Malgré le fait que nous sommes en présence de minerai et non de pétrole,
cette initiative pourrait également participer à combattre en amont le
changement globale, en particulier concernant la perte de biodiversité et de
fonctions environnementales à l'échelle globale. Comme nous le savons, le
nombre élevé d’espèces, et notamment endémique, de la cordillère du Condor
participe à la bonne santé de son écosystème, ce qui contribue à assurer la
pérennité des fonctions environnementales. Cependant, le Millenium
Ecosystem Assessment estime que près d'un tiers des fonctions
environnementales planétaires sont actuellement en déclin110. Une telle
initiative dans la cordillère du Condor permettrait donc de sauvegarder une
part non négligeable de la biodiversité planétaire.

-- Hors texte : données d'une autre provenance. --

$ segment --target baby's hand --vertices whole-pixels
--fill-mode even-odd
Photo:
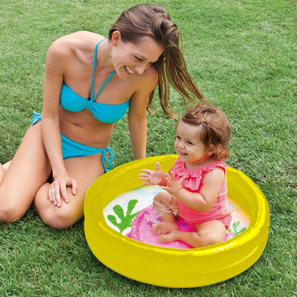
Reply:
[[[177,181],[174,177],[174,175],[172,171],[170,171],[170,174],[165,174],[165,179],[167,183],[167,186],[162,187],[162,188],[167,191],[170,194],[176,197],[177,192],[182,189],[183,183],[186,179],[185,176],[183,176],[179,181]]]
[[[139,179],[141,181],[146,181],[141,184],[143,186],[147,185],[158,185],[162,181],[163,174],[158,162],[156,163],[156,170],[148,170],[143,169],[141,171],[145,173],[139,174]]]

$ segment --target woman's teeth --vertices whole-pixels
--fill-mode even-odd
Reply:
[[[129,73],[131,73],[131,74],[132,73],[134,73],[134,72],[132,71],[129,68],[128,68],[127,66],[125,66],[125,68],[126,69],[126,70]]]

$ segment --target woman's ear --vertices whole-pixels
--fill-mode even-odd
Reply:
[[[114,46],[116,46],[121,40],[121,32],[117,30],[114,31],[111,35],[111,43]]]

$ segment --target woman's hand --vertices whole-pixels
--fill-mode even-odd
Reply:
[[[139,174],[140,177],[139,179],[147,181],[141,184],[143,186],[160,184],[163,181],[163,174],[160,167],[160,165],[158,162],[156,163],[156,170],[153,171],[143,169],[141,171],[145,173]]]
[[[50,186],[48,191],[48,196],[51,202],[53,202],[55,206],[61,207],[61,196],[65,203],[69,201],[66,191],[66,187],[71,187],[72,194],[76,194],[77,191],[77,183],[76,181],[70,176],[66,176],[61,177],[54,180]]]
[[[186,177],[183,176],[179,181],[177,181],[176,180],[174,175],[172,171],[170,172],[170,173],[165,173],[165,175],[167,185],[162,187],[162,189],[167,191],[170,194],[176,197],[177,192],[181,189],[183,188],[183,183]]]

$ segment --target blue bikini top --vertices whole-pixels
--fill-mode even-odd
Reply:
[[[61,90],[60,103],[63,108],[69,111],[77,112],[86,108],[91,111],[95,118],[98,121],[103,123],[111,123],[117,121],[124,116],[129,107],[131,99],[120,104],[107,104],[95,102],[94,101],[116,73],[115,71],[113,71],[110,74],[96,96],[93,97],[93,88],[97,49],[100,42],[107,39],[99,41],[95,48],[91,99],[87,100],[78,95],[65,83],[63,83]]]

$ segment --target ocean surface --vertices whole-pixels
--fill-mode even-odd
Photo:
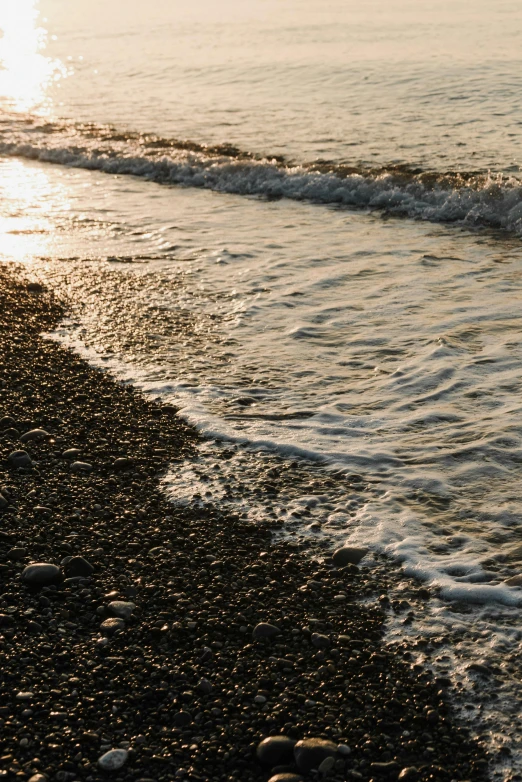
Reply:
[[[390,642],[439,639],[514,778],[520,3],[4,0],[0,32],[0,258],[70,302],[52,337],[206,436],[174,502],[425,582]]]

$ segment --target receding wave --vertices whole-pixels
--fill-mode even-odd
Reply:
[[[522,182],[502,174],[292,163],[231,144],[207,146],[95,124],[28,119],[0,123],[0,155],[142,177],[163,185],[338,204],[522,235]]]

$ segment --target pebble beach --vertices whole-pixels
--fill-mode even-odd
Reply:
[[[0,305],[0,779],[488,778],[449,679],[383,643],[392,565],[174,506],[195,430],[47,338],[15,264]]]

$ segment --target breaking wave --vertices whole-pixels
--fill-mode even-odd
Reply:
[[[207,146],[95,124],[0,123],[0,155],[266,199],[289,198],[522,235],[522,182],[480,172],[368,168]]]

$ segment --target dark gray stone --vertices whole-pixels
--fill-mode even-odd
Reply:
[[[49,432],[46,432],[45,429],[31,429],[30,432],[25,432],[25,434],[20,435],[20,440],[22,443],[30,443],[30,442],[37,442],[38,440],[46,440],[48,437],[51,437]]]
[[[257,747],[258,760],[268,768],[291,763],[295,741],[288,736],[269,736]]]
[[[125,630],[125,622],[123,619],[106,619],[101,623],[100,630],[104,635],[114,635],[120,630]]]
[[[366,556],[369,549],[357,548],[355,546],[345,546],[338,548],[332,555],[332,561],[335,567],[346,567],[346,565],[358,565],[361,559]]]
[[[79,448],[68,448],[62,453],[64,459],[77,459],[81,455],[82,452]]]
[[[303,774],[318,769],[323,760],[336,755],[337,744],[327,739],[302,739],[294,747],[295,762]]]
[[[130,619],[136,604],[128,603],[125,600],[113,600],[107,608],[113,616],[118,616],[120,619]]]
[[[47,586],[61,581],[62,574],[57,565],[49,562],[34,562],[27,565],[22,573],[22,581],[28,586]]]
[[[113,466],[115,470],[130,470],[131,467],[134,467],[134,459],[127,456],[120,456],[115,460]]]
[[[252,636],[255,641],[261,641],[266,638],[274,638],[276,635],[281,635],[281,630],[275,625],[271,625],[268,622],[260,622],[254,627]]]
[[[71,557],[65,565],[67,578],[87,578],[92,573],[94,573],[94,567],[83,557]]]
[[[33,460],[27,453],[27,451],[13,451],[7,457],[7,461],[11,467],[32,467]]]
[[[92,464],[89,464],[89,462],[73,462],[71,464],[71,472],[76,472],[76,473],[92,472]]]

Un autre argument, encore dans une logique similaire à la proposition YasuniITT, serait que le paiement pour fonctions environnementales de la cordillère
du Condor est justifiable dans l'optique d'une reconnaissance et d'un
remboursement de la dette écologique que les pays tiers ont contracté envers
l'Equateur.
Mis à part les propositions de développement du nouveau préfet Salvador
Quishpe qui se basent sur l'écotourisme et une agriculture durable vouée à
l'exportation, nous constatons donc que l'économie écologique peut offrir des
pistes de développement propre basé sur la reconnaissance de la richesse
environnementale de la cordillère du Condor.
Conclusion
Le concept de dette écologique a été mis en évidence il y a encore
peu de temps par des ONG du Sud. Le présent travail a donc souhaité
considérer la problématique générale de la faisabilité et de la légitimité de
l'évaluation de la dette écologique, et ce à deux échelles différentes. Cette
double échelle d'analyse, du national au local, souhaite explorer la question du
lien entre l'impact environnemental d'un projet minier et la contraction à
l'échelle nationale d'une dette écologique par les pays tiers jouissant des
ressources extraites.
Toutefois, deux problématiques distinctes ont été élaborées d'après chaque
échelle d'analyse du concept.
Concernant l'estimation de la dette écologique que les pays tiers ont
accumulés vis-à-vis de l'Equateur, la question principale était de connaître la
portée et la faisabilité de son estimation. Nous voulions savoir si la dette
écologique est un concept intéressant et légitime dans les négociations
internationales concernant la possible annulation de la dette externe de ce
petit pays andin, et si elle peut favoriser la reconnaissance de l'initiative
Yasuni-ITT ?
110
Millennium Ecosystem Assessment, 2005. Ecosystems and Human Well-being: Synthesis, Island Press, Washington
DC.
A l'échelle plus locale du projet d'exploitation minière Mirador, l'idée était
d'estimer la validité de l'estimation d'une éventuelle future dette écologique.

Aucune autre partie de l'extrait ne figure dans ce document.